Zaśmiałam się i popatrzyłam na nią. Jak ja się ciesze ,że ją mam. Zawsze jest i zawsze mogę liczyć na nią.
Zaczęłyśmy chodzić po wszystkich sklepach po kolei. Było tyle ładnych rzeczy ,ale musiałam uważać by nie wydać wszystkiego i kupić to co naprawdę mi się podoba. Postanowiłam kupić sobie vans'y wodniste o których tak bardzo marzyłam i bejsbolówkę . Ewelina kupiła tylko bluzę i leginsy. 
Zadowolone z zakupów poszłyśmy do mnie i zamówiłyśmy pizze. Niestety znowu był temat o nim.
~Panda

Opowiadanie IV cz3


Usłyszałam dźwięk budzika i otworzyłam oczy. Było po 10 ,jakie to szczęście ,że to niedziela. Wstałam powoli z łóżka i zeszłam na dół. Zobaczyłam kartkę stole i czterysta dwadzieścia złotych. 
- Jesteśmy w firmie i będziemy późno. Masz tu pieniądze na zakupy które chciałaś i na coś na obiad do zjedzenia.
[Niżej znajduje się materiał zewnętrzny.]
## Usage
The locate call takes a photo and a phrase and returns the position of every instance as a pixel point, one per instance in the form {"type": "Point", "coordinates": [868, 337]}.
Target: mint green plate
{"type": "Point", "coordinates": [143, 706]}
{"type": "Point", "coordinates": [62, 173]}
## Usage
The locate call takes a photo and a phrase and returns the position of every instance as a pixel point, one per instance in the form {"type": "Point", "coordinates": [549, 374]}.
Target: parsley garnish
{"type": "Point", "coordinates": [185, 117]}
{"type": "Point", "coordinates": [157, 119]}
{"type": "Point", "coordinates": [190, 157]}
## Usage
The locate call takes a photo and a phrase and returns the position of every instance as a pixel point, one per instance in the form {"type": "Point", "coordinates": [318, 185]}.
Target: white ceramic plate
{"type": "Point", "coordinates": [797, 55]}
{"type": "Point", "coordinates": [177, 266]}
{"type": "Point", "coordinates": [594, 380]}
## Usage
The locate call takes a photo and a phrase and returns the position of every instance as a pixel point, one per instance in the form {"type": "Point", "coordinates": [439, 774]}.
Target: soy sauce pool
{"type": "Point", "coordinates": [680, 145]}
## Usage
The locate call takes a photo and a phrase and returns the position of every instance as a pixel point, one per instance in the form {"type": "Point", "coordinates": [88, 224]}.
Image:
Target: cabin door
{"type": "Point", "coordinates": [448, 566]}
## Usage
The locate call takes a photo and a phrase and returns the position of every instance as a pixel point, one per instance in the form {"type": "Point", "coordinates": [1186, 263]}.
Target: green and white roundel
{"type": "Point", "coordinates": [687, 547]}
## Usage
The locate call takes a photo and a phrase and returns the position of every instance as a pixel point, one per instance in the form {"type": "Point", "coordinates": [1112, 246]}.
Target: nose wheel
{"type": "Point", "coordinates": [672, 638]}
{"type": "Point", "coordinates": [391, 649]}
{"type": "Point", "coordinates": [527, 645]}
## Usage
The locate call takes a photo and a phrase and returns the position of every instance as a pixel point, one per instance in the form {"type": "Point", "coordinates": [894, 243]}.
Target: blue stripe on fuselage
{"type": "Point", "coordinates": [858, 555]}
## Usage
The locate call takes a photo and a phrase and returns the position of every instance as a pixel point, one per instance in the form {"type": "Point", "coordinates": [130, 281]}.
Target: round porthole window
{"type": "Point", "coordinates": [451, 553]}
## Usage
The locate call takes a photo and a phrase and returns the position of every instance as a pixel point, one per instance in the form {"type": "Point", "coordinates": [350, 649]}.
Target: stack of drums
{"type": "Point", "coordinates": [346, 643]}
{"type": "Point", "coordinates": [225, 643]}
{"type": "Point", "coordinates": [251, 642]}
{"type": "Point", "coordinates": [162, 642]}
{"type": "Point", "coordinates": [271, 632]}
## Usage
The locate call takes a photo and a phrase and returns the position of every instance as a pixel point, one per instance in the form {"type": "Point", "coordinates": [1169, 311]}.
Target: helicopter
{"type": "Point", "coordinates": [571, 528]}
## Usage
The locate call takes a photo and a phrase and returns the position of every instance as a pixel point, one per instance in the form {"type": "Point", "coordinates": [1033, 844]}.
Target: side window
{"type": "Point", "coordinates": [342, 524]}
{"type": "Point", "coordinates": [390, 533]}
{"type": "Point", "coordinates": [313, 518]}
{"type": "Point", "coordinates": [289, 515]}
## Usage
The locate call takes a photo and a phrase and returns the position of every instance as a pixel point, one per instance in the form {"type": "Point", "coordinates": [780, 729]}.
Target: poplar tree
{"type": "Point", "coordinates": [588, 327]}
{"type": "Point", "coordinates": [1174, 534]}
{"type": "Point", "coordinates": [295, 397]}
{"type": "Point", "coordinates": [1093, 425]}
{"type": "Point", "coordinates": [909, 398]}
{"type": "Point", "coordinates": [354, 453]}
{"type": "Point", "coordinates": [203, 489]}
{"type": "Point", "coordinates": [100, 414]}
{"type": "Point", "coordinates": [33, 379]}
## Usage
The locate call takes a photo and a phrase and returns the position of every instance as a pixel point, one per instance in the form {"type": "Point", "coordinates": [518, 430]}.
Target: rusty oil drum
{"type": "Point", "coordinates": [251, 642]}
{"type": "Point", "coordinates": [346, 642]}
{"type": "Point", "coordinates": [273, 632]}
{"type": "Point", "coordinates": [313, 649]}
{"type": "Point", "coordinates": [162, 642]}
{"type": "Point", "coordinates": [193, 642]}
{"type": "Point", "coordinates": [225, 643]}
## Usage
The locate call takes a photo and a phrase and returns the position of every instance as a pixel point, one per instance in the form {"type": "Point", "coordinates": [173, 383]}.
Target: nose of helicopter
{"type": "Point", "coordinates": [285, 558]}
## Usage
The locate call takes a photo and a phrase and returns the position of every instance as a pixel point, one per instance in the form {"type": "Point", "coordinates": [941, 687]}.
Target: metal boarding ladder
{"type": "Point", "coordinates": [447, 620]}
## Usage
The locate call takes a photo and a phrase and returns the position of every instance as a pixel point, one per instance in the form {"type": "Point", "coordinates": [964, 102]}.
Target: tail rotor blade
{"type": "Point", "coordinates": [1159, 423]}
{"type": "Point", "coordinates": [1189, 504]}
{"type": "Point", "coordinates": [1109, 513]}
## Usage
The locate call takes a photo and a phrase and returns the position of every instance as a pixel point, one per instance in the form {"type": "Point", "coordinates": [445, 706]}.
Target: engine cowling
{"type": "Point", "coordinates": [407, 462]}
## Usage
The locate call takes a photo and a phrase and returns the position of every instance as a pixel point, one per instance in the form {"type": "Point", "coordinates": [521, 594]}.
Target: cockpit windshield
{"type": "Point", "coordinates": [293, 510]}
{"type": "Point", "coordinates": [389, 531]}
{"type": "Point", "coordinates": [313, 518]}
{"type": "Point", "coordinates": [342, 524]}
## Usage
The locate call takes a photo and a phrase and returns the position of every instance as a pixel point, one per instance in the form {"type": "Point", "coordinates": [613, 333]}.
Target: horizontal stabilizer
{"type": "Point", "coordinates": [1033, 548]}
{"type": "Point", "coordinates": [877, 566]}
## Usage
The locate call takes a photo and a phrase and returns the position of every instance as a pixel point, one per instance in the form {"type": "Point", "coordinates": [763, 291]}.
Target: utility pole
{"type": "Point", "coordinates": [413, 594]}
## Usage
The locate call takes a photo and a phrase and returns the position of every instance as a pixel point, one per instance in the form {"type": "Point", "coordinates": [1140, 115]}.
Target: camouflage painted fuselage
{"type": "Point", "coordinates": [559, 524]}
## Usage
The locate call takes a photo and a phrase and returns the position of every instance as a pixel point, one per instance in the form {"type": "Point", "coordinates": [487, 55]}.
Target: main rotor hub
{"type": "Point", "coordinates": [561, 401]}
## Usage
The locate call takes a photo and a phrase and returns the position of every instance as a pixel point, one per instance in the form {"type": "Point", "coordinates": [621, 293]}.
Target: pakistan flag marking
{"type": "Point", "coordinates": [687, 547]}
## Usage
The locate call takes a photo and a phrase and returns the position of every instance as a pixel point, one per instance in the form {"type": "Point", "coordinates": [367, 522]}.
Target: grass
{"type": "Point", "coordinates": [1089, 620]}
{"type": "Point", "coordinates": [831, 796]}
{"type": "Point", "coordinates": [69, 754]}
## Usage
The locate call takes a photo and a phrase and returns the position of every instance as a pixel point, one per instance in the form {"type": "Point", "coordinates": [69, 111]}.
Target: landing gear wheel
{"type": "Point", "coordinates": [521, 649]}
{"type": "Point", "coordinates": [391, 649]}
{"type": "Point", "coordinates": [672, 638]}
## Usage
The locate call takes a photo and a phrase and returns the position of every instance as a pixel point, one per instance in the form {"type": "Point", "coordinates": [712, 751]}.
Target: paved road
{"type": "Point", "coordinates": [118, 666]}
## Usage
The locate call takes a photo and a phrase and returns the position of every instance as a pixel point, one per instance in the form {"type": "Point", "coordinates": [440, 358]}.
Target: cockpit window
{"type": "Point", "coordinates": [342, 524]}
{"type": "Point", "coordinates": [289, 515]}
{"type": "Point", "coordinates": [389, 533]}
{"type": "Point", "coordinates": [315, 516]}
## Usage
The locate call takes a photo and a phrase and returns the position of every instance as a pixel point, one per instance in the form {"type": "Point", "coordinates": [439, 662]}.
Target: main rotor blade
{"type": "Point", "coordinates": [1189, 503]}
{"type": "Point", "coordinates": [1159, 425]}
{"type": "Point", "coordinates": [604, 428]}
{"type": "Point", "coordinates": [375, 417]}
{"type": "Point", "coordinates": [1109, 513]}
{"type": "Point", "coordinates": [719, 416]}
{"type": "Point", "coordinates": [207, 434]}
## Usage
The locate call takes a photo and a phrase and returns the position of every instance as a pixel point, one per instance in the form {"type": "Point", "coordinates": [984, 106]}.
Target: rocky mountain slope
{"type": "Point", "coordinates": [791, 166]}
Mama z tatą. PS. potem pogadamy o wczorajszym wieczorze młoda panno. - przeczytałam na głos co było na kartce
Oooo, nie ma ich ,ale jest kasa na zakupy i pamiętają o wczoraj. Eh, taki mały minus tutaj. Wzięłam telefon komórkowy i zadzwoniłam do Eweliny. Po drugim sygnale odebrała.
- Halo. - powiedziała zaspanym głosem
- Oo, odebrałaś. - odrzekłam
- Zastanawiałam się czy opłaca mi się odbierać czy spać dalej. - zaśmiała się
- No wiesz ,miałyśmy iść dzisiaj na zakupy, prawda? - uśmiechnęłam się sama do siebie
Zapadła grobowa cicha i po chwili usłyszałam radosny pisk Eweli.
- Tak, tak, tak! Zgodzili się? - zapytała
- Noo, tylko się źli za wczoraj ,ale dali kase i są w pracy. - zaśmiałam się
- To bardzo dobrze, będę pod twoim domem o 11:30, ok? - powiedziała zapytując
- Oczywiście. - odparłam
- To do zobaczenia kochana. - odpowiedziała i się rozłączyłam
Uśmiechnęłam się w duchu ,że chociaż z nią mogłam pogadać i te zakupy, ahh. Poszłam do kuchni i zaczęłam robić sobie śniadanie.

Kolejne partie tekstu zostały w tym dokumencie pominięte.